To emphasize the functionality of the method structure the court also noted that if Google changed the structure of its implementation of Java, then source code written for Oracle’s version of Java would no longer work on Android.

Surely, millions of lines of code had been written in Java before Android arrived. These programs necessarily used the java.package.Class.method() command format. These programs called on all or some of the specific 37 packages at issue and necessarily used the command structure of names at issue. Such code was owned by the developers themselves, not by Oracle. In order for at least some of this code to run on Android, Google was required to provide the same java.package.Class.method() command system using the same names with the same “taxonomy” and with the same functional specifications.

The Court concluded the opinion by emphasizing that this case, like all legal cases is very fact specific and different facts in a future case may lead to a very different result.

This order does not hold that Java API packages are free for all to use without license. It does not hold that the structure, sequence and organization of all computer programs may be stolen. Rather, it holds on the specific facts of this case, the particular elements replicated by Google were free for all to use under the Copyright Act.

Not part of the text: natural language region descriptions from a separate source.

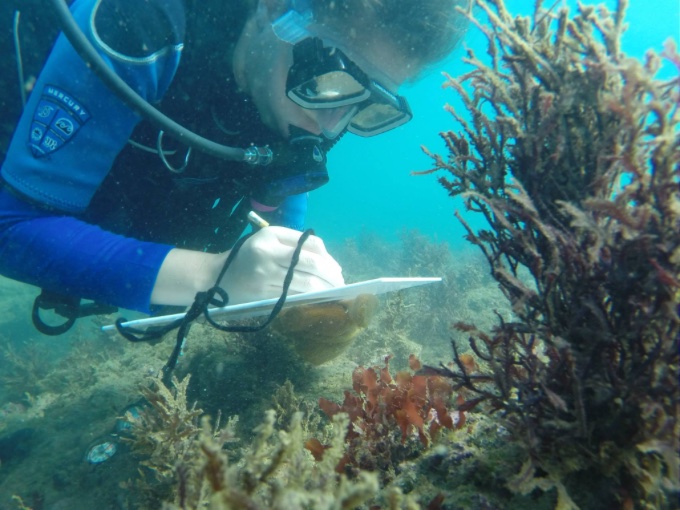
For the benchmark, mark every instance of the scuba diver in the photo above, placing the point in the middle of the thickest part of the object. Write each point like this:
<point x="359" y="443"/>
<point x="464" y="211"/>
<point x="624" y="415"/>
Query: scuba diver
<point x="98" y="202"/>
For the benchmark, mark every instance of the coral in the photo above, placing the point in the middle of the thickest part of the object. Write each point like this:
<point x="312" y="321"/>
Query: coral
<point x="572" y="156"/>
<point x="387" y="414"/>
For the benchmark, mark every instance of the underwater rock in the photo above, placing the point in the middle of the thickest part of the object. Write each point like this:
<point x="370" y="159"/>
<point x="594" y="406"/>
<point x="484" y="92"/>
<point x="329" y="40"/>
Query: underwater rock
<point x="320" y="333"/>
<point x="17" y="444"/>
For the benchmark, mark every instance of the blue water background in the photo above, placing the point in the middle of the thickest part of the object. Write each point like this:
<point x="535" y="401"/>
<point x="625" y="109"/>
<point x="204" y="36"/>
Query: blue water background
<point x="371" y="185"/>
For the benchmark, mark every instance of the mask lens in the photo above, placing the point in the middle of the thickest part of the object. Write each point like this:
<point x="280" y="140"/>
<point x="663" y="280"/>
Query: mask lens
<point x="329" y="90"/>
<point x="377" y="118"/>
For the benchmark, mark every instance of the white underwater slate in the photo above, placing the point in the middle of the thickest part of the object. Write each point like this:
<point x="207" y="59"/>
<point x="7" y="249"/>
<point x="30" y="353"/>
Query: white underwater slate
<point x="264" y="307"/>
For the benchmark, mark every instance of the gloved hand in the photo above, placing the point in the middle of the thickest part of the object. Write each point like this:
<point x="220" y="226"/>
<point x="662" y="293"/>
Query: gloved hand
<point x="261" y="264"/>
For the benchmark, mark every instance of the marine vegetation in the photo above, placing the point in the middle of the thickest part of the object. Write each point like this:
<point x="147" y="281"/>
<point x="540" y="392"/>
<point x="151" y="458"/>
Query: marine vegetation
<point x="274" y="471"/>
<point x="572" y="155"/>
<point x="391" y="418"/>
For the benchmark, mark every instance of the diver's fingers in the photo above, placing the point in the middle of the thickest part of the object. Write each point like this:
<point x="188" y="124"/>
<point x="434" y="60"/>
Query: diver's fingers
<point x="290" y="237"/>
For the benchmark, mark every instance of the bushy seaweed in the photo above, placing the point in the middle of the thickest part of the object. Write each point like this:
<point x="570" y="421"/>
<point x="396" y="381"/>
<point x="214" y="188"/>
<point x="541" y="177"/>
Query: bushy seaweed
<point x="572" y="155"/>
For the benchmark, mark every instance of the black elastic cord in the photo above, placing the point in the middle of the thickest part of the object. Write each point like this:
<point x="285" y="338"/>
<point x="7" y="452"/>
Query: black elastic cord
<point x="200" y="306"/>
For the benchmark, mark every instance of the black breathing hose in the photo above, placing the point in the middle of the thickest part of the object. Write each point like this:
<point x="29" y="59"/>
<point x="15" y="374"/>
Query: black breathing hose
<point x="70" y="28"/>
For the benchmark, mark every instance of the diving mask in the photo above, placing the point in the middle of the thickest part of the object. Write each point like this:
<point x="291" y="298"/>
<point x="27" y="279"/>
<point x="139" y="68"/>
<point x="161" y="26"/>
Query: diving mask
<point x="340" y="94"/>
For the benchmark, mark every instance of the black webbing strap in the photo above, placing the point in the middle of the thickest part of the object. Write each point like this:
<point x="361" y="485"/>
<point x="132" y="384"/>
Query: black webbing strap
<point x="200" y="307"/>
<point x="68" y="307"/>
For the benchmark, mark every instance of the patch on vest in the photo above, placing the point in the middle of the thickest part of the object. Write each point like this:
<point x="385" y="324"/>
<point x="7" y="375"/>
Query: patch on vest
<point x="56" y="120"/>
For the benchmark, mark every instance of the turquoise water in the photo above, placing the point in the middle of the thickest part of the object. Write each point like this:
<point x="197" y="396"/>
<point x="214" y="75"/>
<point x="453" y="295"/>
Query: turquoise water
<point x="371" y="189"/>
<point x="371" y="185"/>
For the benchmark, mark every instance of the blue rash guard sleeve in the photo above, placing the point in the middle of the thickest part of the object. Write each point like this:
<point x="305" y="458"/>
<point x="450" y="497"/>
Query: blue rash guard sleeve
<point x="67" y="256"/>
<point x="71" y="130"/>
<point x="73" y="126"/>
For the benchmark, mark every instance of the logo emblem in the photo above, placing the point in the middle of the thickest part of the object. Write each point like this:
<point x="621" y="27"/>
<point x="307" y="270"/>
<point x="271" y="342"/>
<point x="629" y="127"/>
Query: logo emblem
<point x="56" y="120"/>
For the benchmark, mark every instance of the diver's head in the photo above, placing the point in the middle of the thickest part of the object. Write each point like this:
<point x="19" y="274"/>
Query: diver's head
<point x="326" y="66"/>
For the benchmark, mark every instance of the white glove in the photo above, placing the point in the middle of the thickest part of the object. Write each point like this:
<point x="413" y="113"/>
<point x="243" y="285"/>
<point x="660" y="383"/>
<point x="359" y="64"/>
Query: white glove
<point x="261" y="265"/>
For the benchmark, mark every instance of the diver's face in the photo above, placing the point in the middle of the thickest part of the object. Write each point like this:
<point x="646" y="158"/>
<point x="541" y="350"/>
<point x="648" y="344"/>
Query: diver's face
<point x="262" y="62"/>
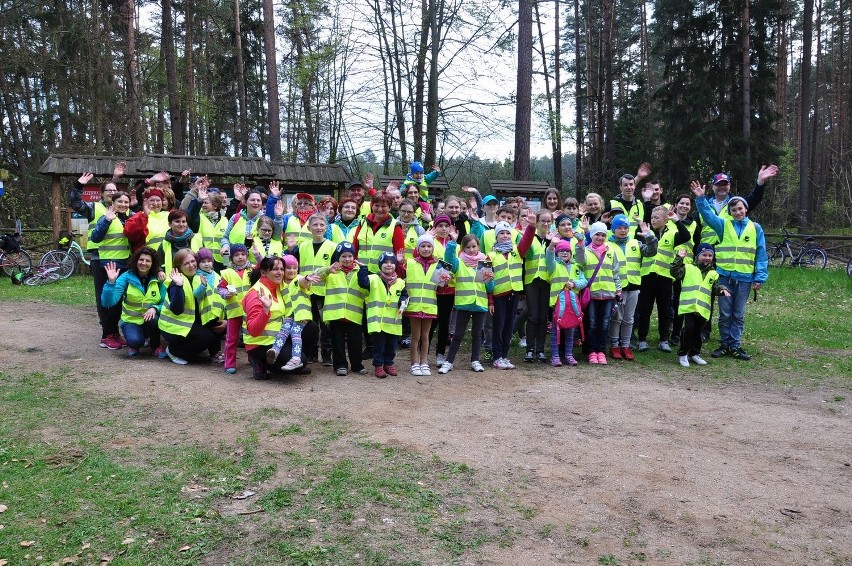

This case highlights the differences between patent law and copyright law.  While patent law protects “inventions” and “functionality” copyright law protects artistic expression.  As a general rule, if it is functional it is not protected by copyright.  In some instances such as software piracy copyright law sufficiently protects computer code as the copying is true copying — that is, making an identical copy.  In other instances, however, where a lot of creative effort went into developing something functional, the protection is lacking.